Introduction to pipeR

pipeR is a set of specialized, high-performance pipeline operators.

First-argument piping

The first-argument pipe operator %>>% inserts the expression on the left-hand side to the first argument of the function on the right-hand side. In other words, x %>>% f(a=1) will be transformed to and be evaluated as f(x,a=1). This operator accepts both function call, e.g. plot() or plot(col="red"), and function name, e.g. log or plot.

rnorm(100) %>>% plot
# plot(rnorm(100))

rnorm(100) %>>% plot()
# plot(rnorm(100))

rnorm(100) %>>% plot(col="red")
# plot(rnorm(100),col="red")

rnorm(100) %>>% sample(size=100,replace=FALSE) %>>% hist
# hist(sample(rnorm(100),size=100,replace=FALSE))

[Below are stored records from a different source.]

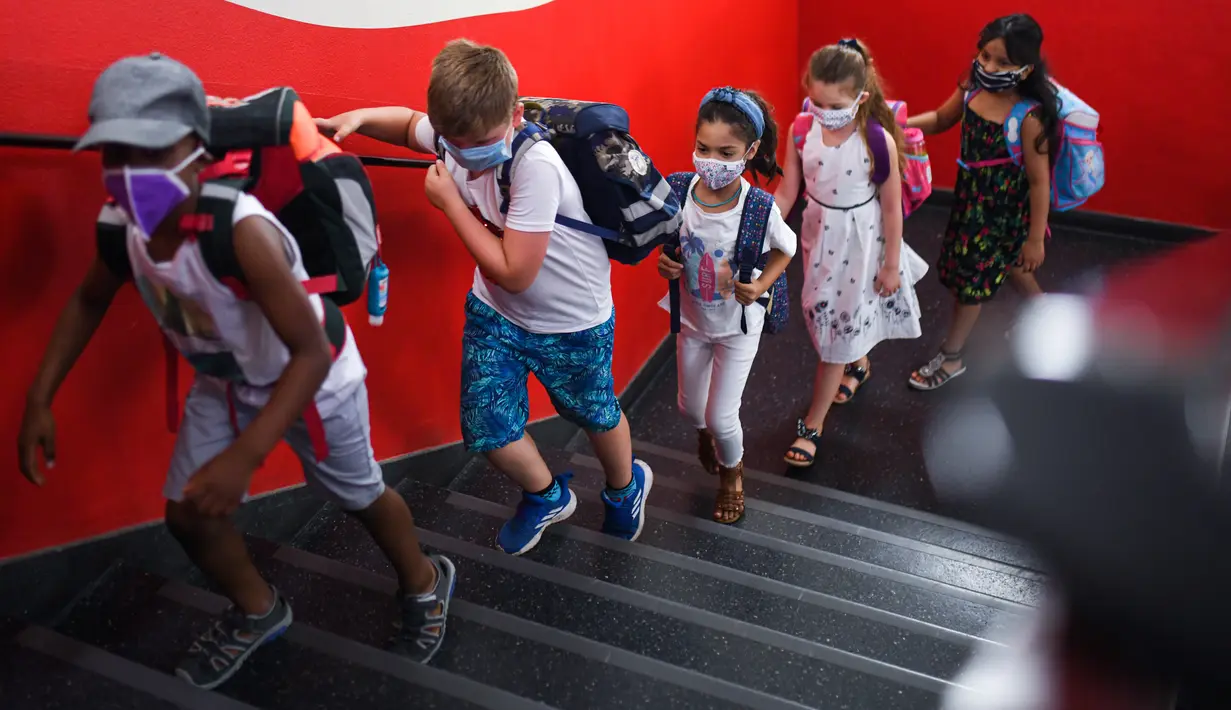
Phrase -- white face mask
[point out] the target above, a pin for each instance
(718, 174)
(837, 118)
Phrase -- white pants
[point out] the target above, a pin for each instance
(335, 450)
(712, 378)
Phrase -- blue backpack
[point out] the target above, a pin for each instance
(629, 203)
(749, 254)
(1077, 171)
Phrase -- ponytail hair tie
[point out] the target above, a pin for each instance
(740, 101)
(853, 44)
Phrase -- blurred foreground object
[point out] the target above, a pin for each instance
(1102, 444)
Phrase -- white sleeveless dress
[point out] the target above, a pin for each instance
(842, 255)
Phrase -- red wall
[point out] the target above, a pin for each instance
(112, 441)
(1155, 70)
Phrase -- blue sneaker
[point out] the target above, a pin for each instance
(625, 512)
(534, 513)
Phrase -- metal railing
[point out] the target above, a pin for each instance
(46, 142)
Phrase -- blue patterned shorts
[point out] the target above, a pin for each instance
(496, 358)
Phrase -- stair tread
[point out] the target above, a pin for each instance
(847, 507)
(584, 609)
(517, 662)
(128, 617)
(32, 681)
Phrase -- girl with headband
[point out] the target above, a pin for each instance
(858, 273)
(720, 318)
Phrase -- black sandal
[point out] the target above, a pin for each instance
(861, 375)
(933, 375)
(809, 458)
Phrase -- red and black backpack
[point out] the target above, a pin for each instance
(267, 145)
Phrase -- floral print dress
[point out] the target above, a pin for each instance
(843, 246)
(990, 218)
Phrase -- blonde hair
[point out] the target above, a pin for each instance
(851, 60)
(472, 91)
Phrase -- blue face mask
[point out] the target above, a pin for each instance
(479, 158)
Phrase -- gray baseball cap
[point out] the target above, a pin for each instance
(147, 101)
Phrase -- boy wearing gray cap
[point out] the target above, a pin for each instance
(265, 369)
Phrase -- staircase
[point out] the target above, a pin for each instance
(819, 598)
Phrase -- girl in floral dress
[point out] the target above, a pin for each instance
(1000, 212)
(858, 273)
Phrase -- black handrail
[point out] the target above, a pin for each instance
(67, 143)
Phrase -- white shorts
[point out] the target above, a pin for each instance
(335, 452)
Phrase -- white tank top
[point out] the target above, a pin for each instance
(223, 336)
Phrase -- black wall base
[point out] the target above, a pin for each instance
(1103, 222)
(38, 587)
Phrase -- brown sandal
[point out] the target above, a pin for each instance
(729, 505)
(707, 450)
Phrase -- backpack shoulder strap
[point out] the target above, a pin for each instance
(878, 145)
(111, 238)
(211, 225)
(753, 225)
(751, 243)
(527, 137)
(1013, 127)
(680, 183)
(799, 129)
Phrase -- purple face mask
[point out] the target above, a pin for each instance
(148, 195)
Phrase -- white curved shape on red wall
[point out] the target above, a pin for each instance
(382, 14)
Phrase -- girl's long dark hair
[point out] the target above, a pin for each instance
(1023, 41)
(765, 163)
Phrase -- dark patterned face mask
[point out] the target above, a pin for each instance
(996, 81)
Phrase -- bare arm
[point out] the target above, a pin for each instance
(943, 118)
(776, 263)
(392, 124)
(891, 209)
(1038, 172)
(273, 288)
(76, 325)
(788, 187)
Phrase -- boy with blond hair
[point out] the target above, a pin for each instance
(541, 300)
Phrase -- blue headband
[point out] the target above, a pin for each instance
(740, 100)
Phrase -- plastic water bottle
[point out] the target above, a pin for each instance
(378, 292)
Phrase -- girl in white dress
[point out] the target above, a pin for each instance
(720, 316)
(858, 273)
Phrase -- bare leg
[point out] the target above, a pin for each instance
(851, 382)
(522, 463)
(1024, 282)
(393, 528)
(218, 549)
(614, 450)
(825, 388)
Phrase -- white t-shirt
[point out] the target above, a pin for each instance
(222, 335)
(707, 286)
(573, 291)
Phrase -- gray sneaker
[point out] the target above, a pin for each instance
(223, 649)
(422, 618)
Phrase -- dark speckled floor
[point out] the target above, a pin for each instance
(841, 588)
(872, 446)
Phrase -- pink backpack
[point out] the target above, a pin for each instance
(917, 179)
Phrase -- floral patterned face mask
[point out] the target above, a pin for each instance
(718, 174)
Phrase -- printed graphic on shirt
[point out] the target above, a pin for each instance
(177, 315)
(383, 14)
(190, 321)
(708, 273)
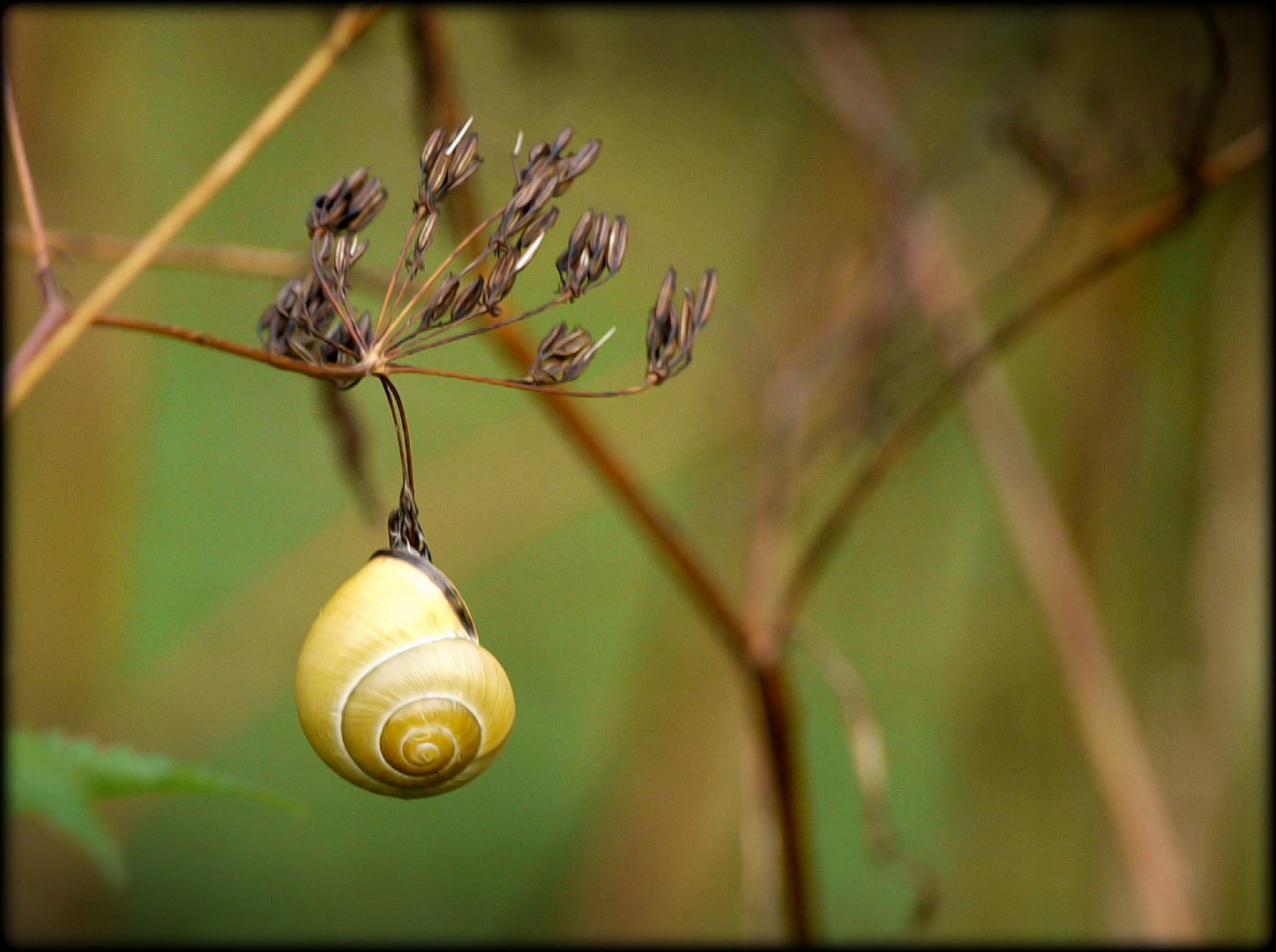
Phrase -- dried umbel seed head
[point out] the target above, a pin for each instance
(671, 333)
(314, 321)
(350, 205)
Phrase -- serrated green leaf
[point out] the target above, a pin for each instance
(59, 777)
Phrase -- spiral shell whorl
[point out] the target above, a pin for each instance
(393, 689)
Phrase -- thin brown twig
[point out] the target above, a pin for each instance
(348, 26)
(1124, 242)
(55, 308)
(927, 267)
(182, 333)
(249, 261)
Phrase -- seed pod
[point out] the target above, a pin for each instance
(438, 175)
(431, 151)
(667, 293)
(502, 279)
(466, 151)
(427, 235)
(705, 296)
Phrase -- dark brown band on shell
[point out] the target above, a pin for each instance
(442, 581)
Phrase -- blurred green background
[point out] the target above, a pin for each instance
(175, 517)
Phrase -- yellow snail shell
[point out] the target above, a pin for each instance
(393, 689)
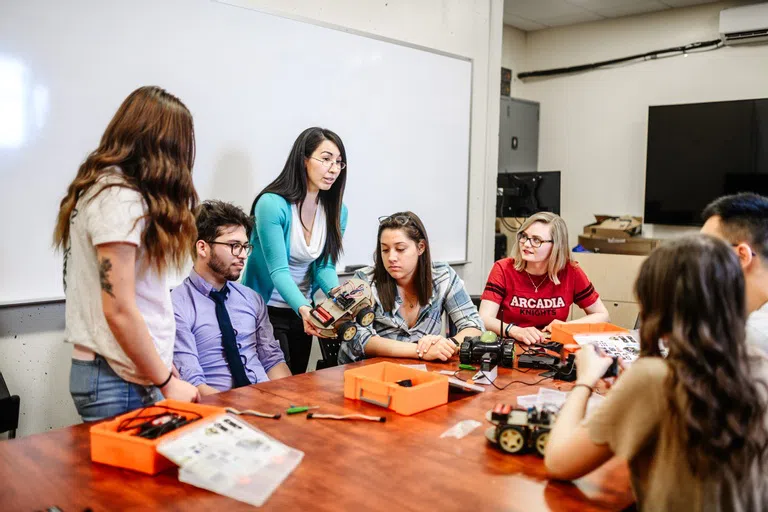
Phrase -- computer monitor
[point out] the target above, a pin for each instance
(524, 193)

With the first-argument pipe operator %>>%, you can write code like

rnorm(10000,mean=10,sd=1) %>>%
  sample(size=100,replace=FALSE) %>>%
  log %>>%
  diff %>>%
  plot(col="red",type="l")

*Notice: function call within a namespace must end up with parentheses like x %>>% namespace::fun().

Free piping

You may not always want to pipe the object to the first argument of the next function. Then you can use free pipe operator %:>%, which takes . to represent the piped object on the left-hand side and evaluate the expression on the right-hand side with . as the piped object. In other words, you have the right to decide where the object should be piped to.

rnorm(100) %:>% plot(.)
# plot(rnorm(100))

rnorm(100) %:>% plot(., col="red")
# plot(rnorm(100),col="red")

rnorm(100) %:>% sample(., size=length(.)*0.5)
# (`.` is piped to multiple places)

mtcars %:>% lm(mpg ~ cyl + disp, data=.) %>>% summary
# summary(lm(mgp ~ cyl + disp, data=mtcars))

rnorm(100) %:>% 
  sample(.,length(.)*0.2,FALSE) %:>% 
  plot(.,main=sprintf("length: %d",length(.)))
# (`.` is piped to multiple places and mutiple levels)

rnorm(100) %:>% {
  par(mfrow=c(1,2))
  hist(.,main="hist")
  plot(.,col="red",main=sprintf("%d",length(.)))
}
# (`.` is piped to an enclosed expression)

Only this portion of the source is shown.